Senin, 13 Agustus 2007

KEMERDEKAAN di ATAS PELANGI rindu....

Kemerdekaan merupakan hak hakiki dari setiap individu / warga negara, setiap kelompok, setiap masyarakat, setiap bangsa. Tapi apakah kemerdekaan itu sudah menjadi milik setiap orang di negeri ini? Kemerdekaan merupakan impian setiap individu atau kelompok atau bangsa, akan tetapi kemerdekaan juga bisa menjadi tirani bagi individu atau kelompok atau bangsa yang lain. Coba kita merefleksikan beberapa hal yang terjadi di Republik (read; Indonesia) yang kita anggap telah merdeka sejak 17 Agustus 1945 ini.
1. Kemerdekaan dalam mengungkapkan pendapat; Banyak contoh, ketika seseorang mengungkapkan pendapatnya, ambil saja contohnya ketika para demonstran kita di jalanan yang berjuang dengan nota bene demi kepentingan seluruh masyarakat; Apakah kata-kata yang para demonstran ucapkan itu sudah menjunjung tinggi nilai-nilai kemerdekaan yang diperjuangkan? Jangan sampai kita berdemonstrasi untuk memperjuangkan kemerdekaan dalam hal tertentu, namun kita ikut melanggar kemerdekaan orang lain. Hal itu bisa tercermin dalam ucapan kata-kata yang tidak sepantasnya, atau kita malah berkelahi dengan aparat keamanan yang tugasnya mengamankan? Atau kita memaksakan suatu opini yang sesungguhnya berakibat mengurangi kemerdekaan orang lain.
2. Kemerdekaan berserikat; Dewasa ini banyak sekali organisasi massa yang berdiri dan mengatasnamakan perjuangan demi kepentingan orang banyak. Tapi apakah dibenarkan kalau kita mendirikan organisasi yang hanya bertujuan sebagai bamper kepentingan golongan tertentu dab bukan kepentingan rakyat secara keseluruhan? Mungkinkah bangsa ini mencoba untuk saling memahami satu sama lain, dan tidak mendiskreditkan pihak-pihak tertentu dalam banyak hal? Mungkinkah semua perjuangan itu diorientasikan pada kepentingan seluruh warga masyarakat, bukan juga hanya membeli kepentingan yang membiayai atau membayar?
3. Kemerdekaan dalam hal "Hak hidup layak." Mungkinkah bangsa kita ini memiliki keinginan yang kuat untuk memperjuangkan nasib kaum terpinggirkan dalam kehidupan ini?

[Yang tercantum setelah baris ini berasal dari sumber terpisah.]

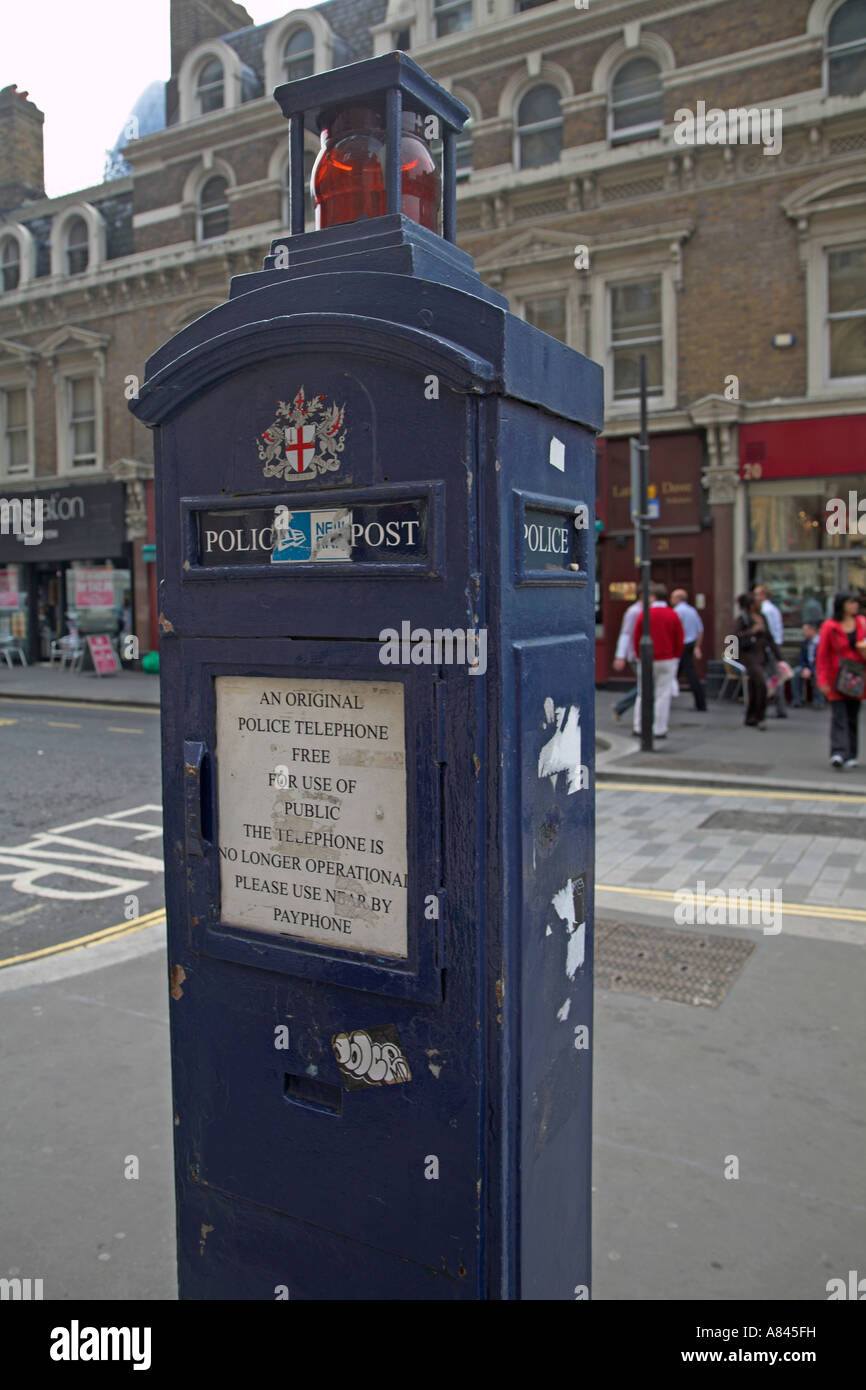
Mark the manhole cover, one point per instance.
(783, 823)
(667, 965)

Contohnya; Masyarakat miskin, pengemis jalanan (bukan pengemis berdasi atau berkedok kelompok tertentu yang kadang beringas dal menjalankan aksinya), para penghuni kolong jembatan dan pinggiran sungai, tunas netra, pedagang asongan dan kaki lima, pengamen jalanan dan bis kota (bukan pengamen ala eks napi yang sering beroperasi di angkutan umum), dan masih banyak lagi.
4. Kemerdekaan dalam dunia pendidikan. Mungkinkah bangsa kita mau dan berkeinginan kuat untuk membangun kualitas pendidikan di pinggiran ibu kota dan daerah-daerah terpencil. Jangan sampai bangsa ini hanya berkualitas dalam tataran tertentu. Sementara warga negara yang berada di luar jangkauan pusat, masih merana dan rentan dengan kebodohan.
5. Kemerdekaan untuk menjalankan ibadah. Sampai kapankah bangsa ini membiarkan konflik horisontal masalah kebebasan beribadah? Sampai kapankah seluruh anak bangsa menyadari bahwa heterogenitas dalam keyakinan dan kepercayaan menjadi rahmat ilahi yang menjadikan bangsa ini menjadi semakin kaya secara rohaniah? Mampukah kita sebagai generasi muda menjauhkan perbedaan-perbedaan yang ada dan maju bersama bahu membahu sebagai bangsa yang memiliki ibu pertiwi yang sama membangun bangsa ini menjadi bangsa yang damai, aman, adil dan sejahtera? Semua itu kembali pada kesadaran akan satu nusa, satu bangsa, dan satu bahasa. Kulit boleh berbeda, tapi darah kita tetap sama. Dengan demikian kemerdekaan yang menjadi impian kita semua tidak lagi berada di PELANGI RINDU namun bisa terwujud dalam kehidupan berbangsa dan bertanah air kita, yaitu INDOENSIA.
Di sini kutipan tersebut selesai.